Landlords respond to surge in tenant demand with positive outlook on rental market
Figures have been released following a sentiment survey of over 1,100 landlords, which has been conducted by Your Move and Reeds Rains. Many are predicting a positive outlook within the rental market over the next year, with over a fifth of landlords seeking to expand their property portfolios.
Over the last 6 months, 41% of landlords surveyed have seen a significant surge in tenant demand. With the rental market becoming more stable, 18% of landlords have recently added to their portfolio of properties.
David Newnes, director of Your Move and Reeds Rains, comments: “Demand for rented accommodation is climbing, and there’s little sign of this stopping.
“This demand is also powering more supply. Secure house prices and spirited tenant demand are encouraging budding buy-to-let investors and existing landlords to add to the number of available homes to let.”
Though many of the landlords surveyed say UK rental prices are expected to see an overall rise by 1.8% on average, this is below the Bank of England’s target rate of inflation of 2% – representing a slowing in the page of annual rent growth.
A recent Buy-to-Let Index from Your Move and Reeds Rains reported the average residential rent rate is increasing by 2.4% annually. However the majority of landlords aren’t planning to raise their rental prices within the next year, with only 43% planning to do so in the near future.
Of those who intend to up their rental prices, many say the cost of inflation is the main reason for doing so, with nearly 4 in 10 landlords experiencing higher buy-to-let mortgage payments within the last 12 months.

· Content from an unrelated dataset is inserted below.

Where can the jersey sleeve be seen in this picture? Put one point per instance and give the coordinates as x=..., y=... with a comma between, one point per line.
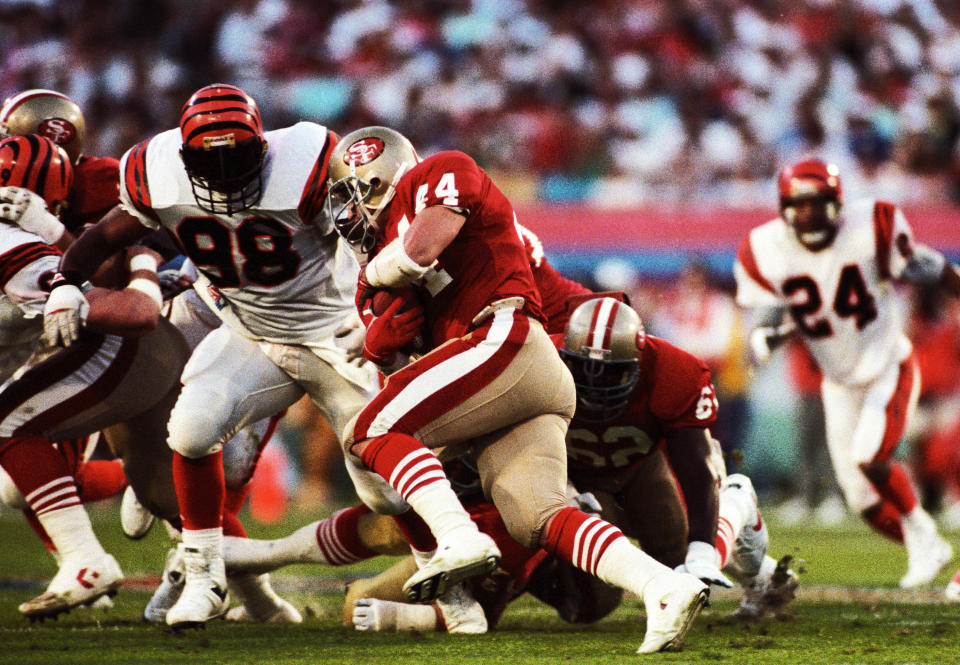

That said, it’s a seemingly opportune juncture for investors, with 21% of landlords deeming it a good time to invest in buy-to-let. Over a half of landlords see tenant demand as the primary motivation for investment, along with other key reasons including attractive property prices, and more positive capital returns compared to other investments.
The recent CML Monthly Lending Trends Statistics for August 2014 have shown a decline in house purchase lending since the beginning of the year. However the amount of buy-to-let loans has seen an increase since the same period in 2013.
Newnes added, “Balancing the asymmetry between supply and demand depends on the growing number of buy-to-let investors being able to acquire affordable mortgages, in order to broaden the pool of rental accommodation on offer and keep rent rises at sustainable levels.
“The government and Bank of England need to ensure that any further regulatory changes do not lift lending out of reach for good applicants, and destroy growth at the same time. The benefits of more investment will be felt in tenants’ back pockets at the end of the month, as the strain of rent rises eases further.”